In September 19-year-old Fekerte Demele started a jeubeuna bunna in a small bar, where she roasts coffee beans over red hot coals before grinding them and pouring the powder into a small black clay pot filled with water to then be placed on the coals.
“If the business can grow, I want to rent a room on my own and to buy furniture for it,” she said.
She previously worked as a waitress in a nearby bar, where she earned about 2,500 birr ($125) a month with tips. She doesn’t expect to earn much more from her coffee business initially, but the shorter work hours are more amenable, she explained.
Another benefit is an enthusiastic customer base.
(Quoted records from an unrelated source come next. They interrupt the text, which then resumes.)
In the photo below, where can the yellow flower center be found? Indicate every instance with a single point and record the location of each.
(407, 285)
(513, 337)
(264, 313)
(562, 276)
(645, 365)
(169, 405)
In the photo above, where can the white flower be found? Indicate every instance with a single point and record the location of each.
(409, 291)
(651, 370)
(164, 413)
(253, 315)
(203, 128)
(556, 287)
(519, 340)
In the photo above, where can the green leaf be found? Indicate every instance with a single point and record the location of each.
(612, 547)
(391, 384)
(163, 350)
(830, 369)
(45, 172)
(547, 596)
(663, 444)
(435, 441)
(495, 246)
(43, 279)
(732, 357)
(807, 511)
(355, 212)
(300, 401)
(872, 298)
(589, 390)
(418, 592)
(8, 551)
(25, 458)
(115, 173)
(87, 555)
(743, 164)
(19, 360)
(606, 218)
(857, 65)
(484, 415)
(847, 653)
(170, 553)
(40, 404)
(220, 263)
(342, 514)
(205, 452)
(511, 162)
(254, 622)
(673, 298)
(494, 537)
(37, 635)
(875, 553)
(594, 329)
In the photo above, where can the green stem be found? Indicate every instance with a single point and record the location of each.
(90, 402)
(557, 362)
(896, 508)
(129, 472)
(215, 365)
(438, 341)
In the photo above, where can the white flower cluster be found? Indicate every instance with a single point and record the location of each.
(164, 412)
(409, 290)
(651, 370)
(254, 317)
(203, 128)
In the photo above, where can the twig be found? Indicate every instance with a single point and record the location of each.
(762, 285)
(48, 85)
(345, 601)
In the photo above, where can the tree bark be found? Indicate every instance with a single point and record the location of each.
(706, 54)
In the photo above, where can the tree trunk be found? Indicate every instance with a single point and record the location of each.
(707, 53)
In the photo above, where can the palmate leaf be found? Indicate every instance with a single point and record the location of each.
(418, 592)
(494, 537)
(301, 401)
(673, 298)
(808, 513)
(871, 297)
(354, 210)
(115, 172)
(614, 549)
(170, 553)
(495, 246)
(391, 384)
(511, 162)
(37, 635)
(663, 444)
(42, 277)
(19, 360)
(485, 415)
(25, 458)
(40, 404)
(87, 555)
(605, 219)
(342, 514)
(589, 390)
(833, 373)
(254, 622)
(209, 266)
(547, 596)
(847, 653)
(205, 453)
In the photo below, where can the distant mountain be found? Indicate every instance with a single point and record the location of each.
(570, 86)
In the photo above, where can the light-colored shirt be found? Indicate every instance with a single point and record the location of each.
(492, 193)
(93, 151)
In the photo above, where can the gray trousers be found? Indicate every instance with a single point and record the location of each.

“I never go to cafes,” said 36-year-old Fitsum Berhe, one of Ethiopia’s returning diaspora, who spent years in Ireland. “It’s not about saving money. It’s about quality.” He added that he likes seeing beans roasted and knowing he’s drinking the real deal
Despite being staunchly proud of their coffee heritage, Ethiopians are not impervious to a touch of Western-style hipness. A popular and continually expanding cafe chain in Addis is Kaldi’s Coffee, where customers order short and tall coffees, its green and white logo inspired by Starbucks.
Though such is coffee’s popularity in this coffee-mad country, the birthplace of arabica coffee, that it appears there’s plenty of room for expansion, be it locally or foreign driven.
“Ethiopians love coffee, and anytime a new cafe opens, it’s packed,” said Adam Overton, a coffee entrepreneur based in Los Angeles and Addis with a coffee farm in southwestern Ethiopia. “You could probably have three cafes on every street corner and they’d all be full.”
And extra cafes won’t necessarily undercut traditional businesses.
“We plan to start having jeubeuna bunna at our cafes,” said Tsegaye Fanta of Alem Bunna, another of Addis’ coffee companies. “People grew up with it. Many prefer its taste.”
That would appear good news for the lady at the roadside pouring coffee for construction site workers and for the owner of a sparkling new cafe on Bole Road where the city’s bright young things like to hang out. Climbing the economic ladder of the coffee industry will remain an option.
“When I’m at the Addis office, we always order jeubeuna bunna from a lady on the street nearby,” Overton said. “She brings it in on a tray with incense burning. Only in Ethiopia can you get coffee like that.”